Shared ground
The passage shows a deliberate contrast between what Saul could say and what he chooses to say. Saul gives his uncle a straightforward travel account (they searched for the donkeys, then went to Samuel) and, when pressed, he reports only the practical outcome: the donkeys were found. The narrator then states plainly that Saul did not disclose what Samuel said about “the matter of the kingdom” (1 Samuel 10:14–16).
This scene also keeps Samuel in view as an authority whose words matter. Saul’s uncle expects a meaningful report from the meeting (“tell me what Samuel said”), which implies that consulting Samuel is not treated as a casual stop.
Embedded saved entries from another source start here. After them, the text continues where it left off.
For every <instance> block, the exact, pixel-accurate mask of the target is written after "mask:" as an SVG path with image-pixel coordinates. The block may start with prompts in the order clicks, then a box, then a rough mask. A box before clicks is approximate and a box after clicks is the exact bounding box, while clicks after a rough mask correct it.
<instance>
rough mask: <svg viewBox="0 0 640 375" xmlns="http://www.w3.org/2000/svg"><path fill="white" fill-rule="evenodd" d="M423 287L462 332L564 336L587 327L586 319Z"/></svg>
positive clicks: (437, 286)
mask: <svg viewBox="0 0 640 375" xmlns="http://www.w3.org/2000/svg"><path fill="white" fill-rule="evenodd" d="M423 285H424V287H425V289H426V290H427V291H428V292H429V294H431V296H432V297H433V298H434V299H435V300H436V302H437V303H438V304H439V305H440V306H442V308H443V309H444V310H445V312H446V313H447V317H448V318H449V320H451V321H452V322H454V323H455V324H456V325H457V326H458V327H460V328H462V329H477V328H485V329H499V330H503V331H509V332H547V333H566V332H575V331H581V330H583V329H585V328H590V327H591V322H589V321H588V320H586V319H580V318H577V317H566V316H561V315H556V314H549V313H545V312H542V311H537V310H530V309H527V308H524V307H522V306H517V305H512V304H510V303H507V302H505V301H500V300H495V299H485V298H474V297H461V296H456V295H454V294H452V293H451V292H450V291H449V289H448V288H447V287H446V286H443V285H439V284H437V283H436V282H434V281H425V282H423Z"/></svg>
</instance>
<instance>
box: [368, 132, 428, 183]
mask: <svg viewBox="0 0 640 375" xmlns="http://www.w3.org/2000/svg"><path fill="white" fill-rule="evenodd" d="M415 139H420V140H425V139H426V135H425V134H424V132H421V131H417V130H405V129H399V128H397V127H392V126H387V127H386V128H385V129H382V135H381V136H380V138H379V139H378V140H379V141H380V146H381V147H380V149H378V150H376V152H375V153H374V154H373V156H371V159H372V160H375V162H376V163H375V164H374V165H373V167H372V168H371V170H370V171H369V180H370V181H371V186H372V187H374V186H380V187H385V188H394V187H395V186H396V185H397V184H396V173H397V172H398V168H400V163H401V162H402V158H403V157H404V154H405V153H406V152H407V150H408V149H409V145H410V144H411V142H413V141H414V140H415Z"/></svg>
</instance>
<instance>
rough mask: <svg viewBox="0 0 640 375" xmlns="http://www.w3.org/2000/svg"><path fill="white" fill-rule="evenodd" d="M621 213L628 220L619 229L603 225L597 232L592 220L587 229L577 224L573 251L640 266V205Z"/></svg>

Where interpretation differs
Interpreters mainly differ on why Saul withholds the kingdom matter.
One view says Saul is being cautious: he is waiting for the right time and setting for something politically sensitive and not yet public. On this reading, silence is restraint, not necessarily deception.
Another view says Saul is avoiding the subject: the withholding reflects fear, uncertainty, or reluctance about the kingship. On this reading, silence hints at Saul’s inner instability or lack of readiness.
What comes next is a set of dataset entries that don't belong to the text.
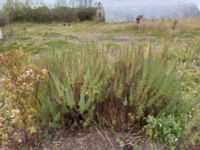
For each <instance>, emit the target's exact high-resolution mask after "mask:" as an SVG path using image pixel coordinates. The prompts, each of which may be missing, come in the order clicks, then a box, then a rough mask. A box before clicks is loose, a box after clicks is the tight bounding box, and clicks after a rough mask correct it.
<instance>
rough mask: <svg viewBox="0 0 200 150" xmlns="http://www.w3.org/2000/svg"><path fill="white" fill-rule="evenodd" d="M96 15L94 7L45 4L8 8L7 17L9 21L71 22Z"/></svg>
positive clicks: (17, 21) (84, 20)
mask: <svg viewBox="0 0 200 150" xmlns="http://www.w3.org/2000/svg"><path fill="white" fill-rule="evenodd" d="M95 15H96V9H95V8H70V7H55V8H48V7H46V6H42V7H37V8H31V7H27V6H22V7H18V8H15V9H13V8H12V9H10V11H9V13H8V17H9V19H10V22H36V23H50V22H72V21H85V20H93V18H94V17H95Z"/></svg>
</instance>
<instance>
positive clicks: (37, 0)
mask: <svg viewBox="0 0 200 150" xmlns="http://www.w3.org/2000/svg"><path fill="white" fill-rule="evenodd" d="M2 1H6V0H0V4H2ZM33 1H38V2H41V1H42V2H43V3H46V4H48V5H49V4H54V3H55V1H56V0H33ZM96 1H98V0H96ZM111 1H112V0H106V2H107V3H112V2H111ZM113 1H115V0H113ZM122 1H123V0H122ZM133 1H137V0H133ZM145 1H148V0H144V3H145ZM163 1H164V0H163ZM171 1H172V3H173V1H179V2H180V3H181V2H183V3H184V2H185V1H192V2H194V3H196V4H197V5H198V7H199V9H200V0H171ZM140 3H141V0H140Z"/></svg>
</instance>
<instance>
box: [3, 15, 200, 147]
mask: <svg viewBox="0 0 200 150" xmlns="http://www.w3.org/2000/svg"><path fill="white" fill-rule="evenodd" d="M2 30H3V33H4V36H5V37H4V39H3V40H2V41H0V42H1V43H0V65H1V66H0V71H1V73H0V78H1V82H0V83H1V86H0V90H1V91H0V127H1V128H0V139H1V141H0V144H1V145H2V146H5V147H10V148H11V149H17V148H18V149H22V148H24V149H30V148H33V147H34V148H38V149H42V148H44V147H45V146H44V145H43V143H45V141H49V142H51V141H55V139H56V138H58V137H62V135H63V133H69V135H70V134H72V133H73V134H75V135H74V136H75V137H76V135H77V134H79V133H82V132H84V133H85V132H86V133H87V135H88V134H89V135H90V133H94V132H97V133H98V135H100V137H101V138H102V140H103V139H104V138H105V139H106V140H105V139H104V140H105V143H106V141H107V142H108V145H109V144H110V145H111V147H110V148H109V149H115V148H116V147H115V145H114V146H113V144H117V145H118V148H119V149H123V148H127V147H131V148H132V149H198V148H199V146H200V128H199V127H200V120H199V118H200V95H199V92H200V19H199V18H192V19H184V20H178V23H177V24H175V21H174V20H145V21H144V26H138V25H137V24H136V23H135V22H129V23H116V24H106V23H96V22H92V21H90V22H82V23H77V22H76V23H70V24H64V23H50V24H34V23H12V24H9V25H7V26H5V27H4V28H3V29H2ZM105 132H106V133H107V132H109V133H110V134H111V137H112V138H110V136H109V137H108V136H107V134H105ZM69 135H67V136H69ZM118 135H119V136H118ZM85 137H87V136H85ZM88 137H89V138H90V141H92V138H94V137H90V136H88ZM114 137H115V138H114ZM101 138H100V139H101ZM41 141H42V142H41ZM58 142H59V140H58ZM67 142H70V140H69V141H64V142H62V141H60V147H59V146H58V149H61V147H62V146H63V145H65V143H67ZM92 142H94V143H95V141H92ZM131 143H132V144H131ZM51 144H52V145H54V146H55V144H53V143H51ZM97 145H98V144H97ZM97 145H96V146H97ZM54 146H52V147H54ZM97 147H98V146H97ZM101 148H102V149H103V147H101ZM116 149H117V148H116Z"/></svg>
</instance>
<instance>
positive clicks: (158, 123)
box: [147, 115, 184, 144]
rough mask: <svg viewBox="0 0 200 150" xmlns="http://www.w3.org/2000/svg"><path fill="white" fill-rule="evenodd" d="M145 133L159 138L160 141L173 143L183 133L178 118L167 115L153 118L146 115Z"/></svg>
mask: <svg viewBox="0 0 200 150" xmlns="http://www.w3.org/2000/svg"><path fill="white" fill-rule="evenodd" d="M147 122H148V124H147V134H148V135H149V136H150V137H152V138H154V139H158V140H160V142H167V143H170V144H173V143H175V142H176V141H178V139H179V138H180V137H181V135H182V134H183V130H184V128H183V124H184V123H183V122H181V120H180V119H178V118H176V117H174V116H173V115H169V116H167V117H165V116H160V117H158V118H155V117H153V116H148V119H147Z"/></svg>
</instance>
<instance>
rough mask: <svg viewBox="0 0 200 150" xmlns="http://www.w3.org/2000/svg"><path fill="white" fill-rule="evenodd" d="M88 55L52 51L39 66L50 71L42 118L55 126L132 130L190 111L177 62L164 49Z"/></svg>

A related difference concerns what “the matter of the kingdom” includes. Some take it narrowly (the news that Saul will be king). Others take it more broadly (instructions, timing, or details tied to Samuel’s earlier private actions and words).
Why the disagreement exists
The text reports the withholding but does not give Saul’s motive. It also uses a general phrase (“matter of the kingdom”) without spelling out whether this is an announcement, an appointment, or a set of instructions. Because the narrator supplies the fact of silence but not the reason, readers infer motives from the larger story context.
What this passage clearly contributes
- It highlights that the move toward monarchy begins with information control: the kingship issue is not yet family news.
- It frames Saul as someone who can report selectively—he answers honestly about the donkeys, yet draws a boundary around royal matters.
- It sustains narrative tension between what the reader knows from the prior scene (1 Samuel 10:1–13) and what Saul’s household knows.